Analytical approaches
MedAfrica is deliberately designed to be primarily desk/library/computer/laboratory-based for reasons both of viability under current deteriorating security conditions in some of the Southern Mediterranean regions, and the pressing intellectual need for interpretation, synthesis and resultant shaping of future research agendas.

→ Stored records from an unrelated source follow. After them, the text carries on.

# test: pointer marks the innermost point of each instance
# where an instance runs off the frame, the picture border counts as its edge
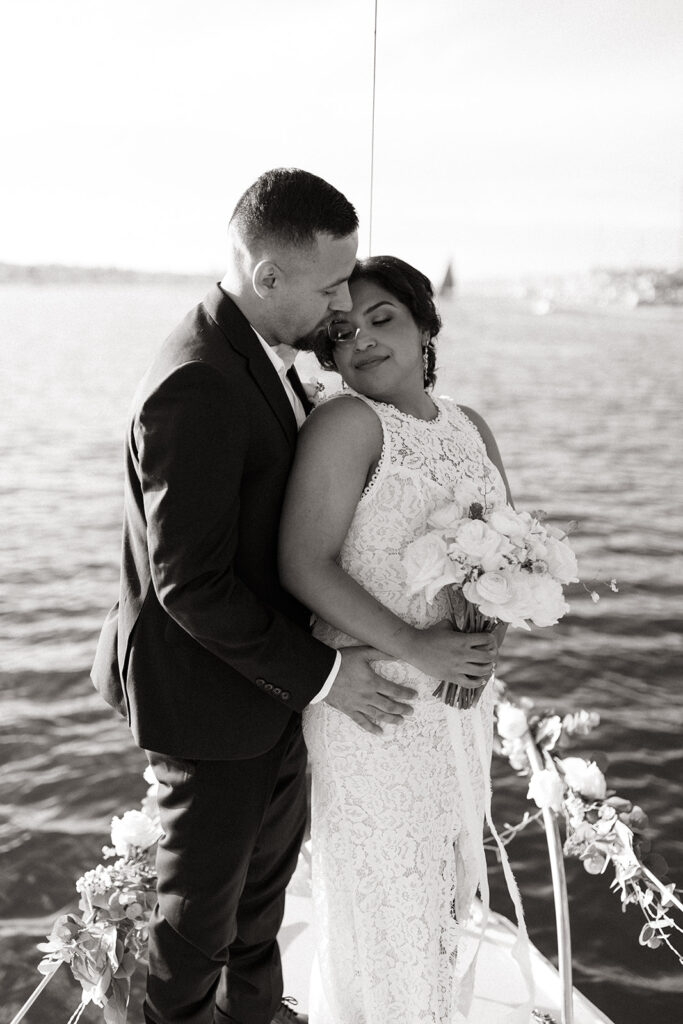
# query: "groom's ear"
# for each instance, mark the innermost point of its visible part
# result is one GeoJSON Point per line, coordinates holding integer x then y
{"type": "Point", "coordinates": [265, 278]}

Spatial analysis and big data modeling
We will initially collate and analyse, by linked relational database and GIS platform, all (a) existing chronometric evidence; (b) reliable available palaeoenvironmental and climate data; and (c) using standardised typological and other criteria, published information by site on principal cultural traits (in pottery, lithics, shell and structures), plus faunal and botanical remains by species and domestic/wild status. The programme of comprehensive data-gathering will begin to resolve how real the informational dearth from the 4th to early 1st millennium BC really is, and whether (and where) it reflects low archaeological visibility and/or prospection versus an absence, or reduction, of past activity during this period. Maritime coastal propensities and engagement with the Mediterranean sea will be initially examined by analysis, using GIS and associated tools, of the configurational conduciveness of north Africa’s coast to maritime activity and the creation of seafaring ‘nurseries’, vectoring in as fully as possible the impact of rising sea-levels until 4000 BC.
Functional analysis
Spreading of agriculture and the lack of any definitive evidence for a significant early dispersion of farming across the remainder of the Maghreb during the later 6th to 5th millennia BC will be investigated through functional analysis of groundstone tools from selected archaeological contexts located in particularly strategic areas of the North African littoral, such as the Nile delta, the Alboran region and the Cyrenaican coast.
Dating programme
A targeted dating programme will aim to resolve chronological uncertainties at a few key sites for which material is accessible (e.g. the Haua Fteah’s pre-Classical levels). The project will include a limited number of both 14C and TL dates; the latter’s relative chronometric imprecision is outweighed by the indeterminacy of current stylistic dating of local pottery from the region from the 3rd to 1st millennia BC.